One of the real services that the Watson system has provided is making the public aware of just how useful cognitive computing systems can be. Such systems are no longer novelties whose primary purpose is to entertain the public. They are providing serious analysis for businesses. Erik Brynjolfsson (@erikbryn) and Andrew McAfee (@amcafee), wrote, “The exponential, digital, and recombinant powers of the second machine age have made it possible for humanity to create two of the most important one-time events in our history: the emergence of real, useful artificial intelligence (AI) and the connection of most of the people on the planet via a common digital network. Either of these advances alone would fundamentally change our growth prospects.
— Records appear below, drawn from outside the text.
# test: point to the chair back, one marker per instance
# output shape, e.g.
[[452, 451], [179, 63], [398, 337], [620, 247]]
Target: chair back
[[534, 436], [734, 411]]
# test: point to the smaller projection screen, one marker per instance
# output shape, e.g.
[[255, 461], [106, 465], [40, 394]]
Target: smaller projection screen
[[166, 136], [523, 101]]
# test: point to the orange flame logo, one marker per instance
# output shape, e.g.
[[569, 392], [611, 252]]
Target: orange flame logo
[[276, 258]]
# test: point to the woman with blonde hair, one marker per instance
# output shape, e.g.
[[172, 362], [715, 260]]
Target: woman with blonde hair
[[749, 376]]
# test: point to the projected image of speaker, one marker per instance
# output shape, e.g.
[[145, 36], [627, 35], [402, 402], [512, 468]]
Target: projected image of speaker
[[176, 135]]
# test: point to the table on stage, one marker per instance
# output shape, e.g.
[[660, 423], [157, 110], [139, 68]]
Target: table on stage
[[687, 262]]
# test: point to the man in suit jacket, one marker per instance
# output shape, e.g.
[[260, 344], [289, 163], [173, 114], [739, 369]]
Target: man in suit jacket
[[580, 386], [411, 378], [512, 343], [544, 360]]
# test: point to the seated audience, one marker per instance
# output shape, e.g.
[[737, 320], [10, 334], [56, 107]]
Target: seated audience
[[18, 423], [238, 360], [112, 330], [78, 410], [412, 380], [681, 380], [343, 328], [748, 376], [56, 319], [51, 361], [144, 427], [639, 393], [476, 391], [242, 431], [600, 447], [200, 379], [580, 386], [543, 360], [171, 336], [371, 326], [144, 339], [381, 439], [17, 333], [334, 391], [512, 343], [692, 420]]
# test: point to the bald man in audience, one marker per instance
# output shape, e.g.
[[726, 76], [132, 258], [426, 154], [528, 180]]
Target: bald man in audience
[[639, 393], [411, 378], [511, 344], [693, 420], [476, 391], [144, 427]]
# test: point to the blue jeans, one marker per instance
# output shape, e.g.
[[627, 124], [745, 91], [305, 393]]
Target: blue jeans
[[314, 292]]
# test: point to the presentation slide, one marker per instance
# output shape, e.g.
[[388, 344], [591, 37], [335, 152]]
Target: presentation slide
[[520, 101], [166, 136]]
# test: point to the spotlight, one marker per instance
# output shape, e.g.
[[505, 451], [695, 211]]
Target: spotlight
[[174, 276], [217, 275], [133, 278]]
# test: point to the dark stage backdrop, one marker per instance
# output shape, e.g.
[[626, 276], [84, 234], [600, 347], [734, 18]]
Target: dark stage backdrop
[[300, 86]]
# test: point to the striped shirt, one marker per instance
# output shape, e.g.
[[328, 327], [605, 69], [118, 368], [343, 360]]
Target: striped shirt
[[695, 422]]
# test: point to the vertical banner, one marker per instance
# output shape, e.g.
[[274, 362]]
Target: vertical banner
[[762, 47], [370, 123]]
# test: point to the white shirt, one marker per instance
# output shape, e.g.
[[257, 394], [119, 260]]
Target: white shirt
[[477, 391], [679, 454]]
When combined, they’re more important than anything since the Industrial Revolution, which forever transformed how physical work was done.” [“The Dawn of the Age of Artificial Intelligence,” The Atlantic, 14 February 2014] If you substitute “cognitive computing” for “artificial intelligence” in that statement, I am in complete agreement.

 

I believe that cognitive computing will take us to the next step in computer analytics; a step that could be labeled Analytics 4.0. If you are interested in reading about the first three steps in computer analytics, I suggest you read Thomas H. Davenport’s excellent article in the Harvard Business Review. [“Analytics 3.0, December 2013] He explains that during the Analytics 1.0 era, “the great majority of business intelligence activity addressed only what had happened in the past; they offered no explanations or predictions.” The Internet, he points out, increased the amount of data being produced dramatically. “As analytics entered the 2.0 phase,” he writes, “the need for powerful new tools — and the opportunity to profit by providing them — quickly became apparent.” He believes that the era of Big Data began in the Analytics 2.0 phase. That phase, however, quickly evolved into the Analytics 3.0 phase in which “every firm in every industry” can benefit from analytics.

 

I believe that the Analytics 4.0 phase will involve cognitive computing. Analytics at that point will go beyond explanations, prescriptions, and predictions to real understanding thanks to the reasoning capabilities of the systems providing the analysis. Accenture’s latest technology vision entitled “From Digitally Disrupted to Digital Disrupter,” calls cognitive computing “the ultimate long-term solution” for most businesses’ analytic requirement. Although cognitive computing systems may still seem like a novelty to some people, visionary business people understand that we are at the dawn of a new age of computing.